翌日の放課後、「やあ少年」、「やあ少女」と挨拶を交わした押村さんに、「トイレ行ってから向かうから先行ってて」と言われた。そんな詳しい報告要らないよとこちらが恥ずかしくなっていると、「男子と連れションなんて行けないでしょう」と当然のように言うので、「女子がそんなこと言うんじゃありません!」と返して、おれは逃げるように教室を出た。押村さんの言葉の内容も、顔が真夏に運動した時のようにかあっと熱くなっているのも恥ずかしかった。そのどちらからも逃げたかった。

 中庭に出て天を仰ぐ。柔らかな水色の空に、犬はいない。ただ、そよ風を描いたような、さあっと流れるような薄い雲が、のんびりと浮かんでいた。

 ベンチを見れば、青園がひっそりと座っていた。

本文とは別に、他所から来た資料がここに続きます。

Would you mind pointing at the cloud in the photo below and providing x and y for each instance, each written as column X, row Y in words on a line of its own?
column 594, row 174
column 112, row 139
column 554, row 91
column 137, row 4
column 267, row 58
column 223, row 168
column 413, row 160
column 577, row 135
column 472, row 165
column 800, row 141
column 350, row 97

ぼんやりとピロティを眺める目元に、愁いを抱えた光が見え隠れしていて、お疲れ、と言いかけた舌先と喉の震えを飲み込んだ。おれは押村さんではない。青園の抱えるものを包み込めるようなものは、多分持っていない。押村さんがくるのを待つか。いや、なんて無様な。

 おれはそっと息を吸い込んだ。それをそっと吐き出して、ベンチへ近づいていく。

 「お疲れ」と声を掛けると、青園は切れ長な真っ黒な目でこちらを見た。そっと表情を和らげて、「お疲れ様です」と答える。

 「押村先輩は?」

 「……後からくるって」また顔が熱くなりかけたけれど、自然に答えられた――と思う。

 「日直ですかね」と青園。ピロティの方を向き直った目には、やはり愁いを抱えた光がいたずらに顔を覗かせる。

 正解のわからない沈黙が流れる。守るべきか、破るべきか。

 ふと思い出して、おれは鞄を漁った。入っているプラスチックの袋に手を入れて、中身を一つ取り出す。

 「食べる?」と差し出してみると、青園は「ミルキーハーブだ」と声を上げた。伸ばした手を止めて「いいんですか?」と目だけで見上げてくる彼女へ、「まだいっぱいあるから」と答える。「やった」と控え目に喜んで、青園は「いただきます」と小袋に入った飴を受け取った。昼休み、喉の調子がなんとなくおかしくて、主に売店と呼ばれているコンビニで買ったのだ。

 ぱくっと飴玉を口に放る青園へ、おれは「よかったら」と、三つばかり新たに小袋を差し出した。「いいんですか?」と嬉しそうに言う彼女へ「全然」と頷く。「やった」と、無邪気に愛らしく笑う青園に、胸の奥へ柔らかな風に吹かれたような、心地よい温もりが灯る。自分の好きなものも、そういう表情も、ちゃんとわかってるじゃないか。忘れてしまったのなら、見失ってしまったのなら、こういうところから少しずつ思い出していけばいい、見つけていけばいい。

 押村さんを真似るように、大丈夫と、口の中で言ってみた。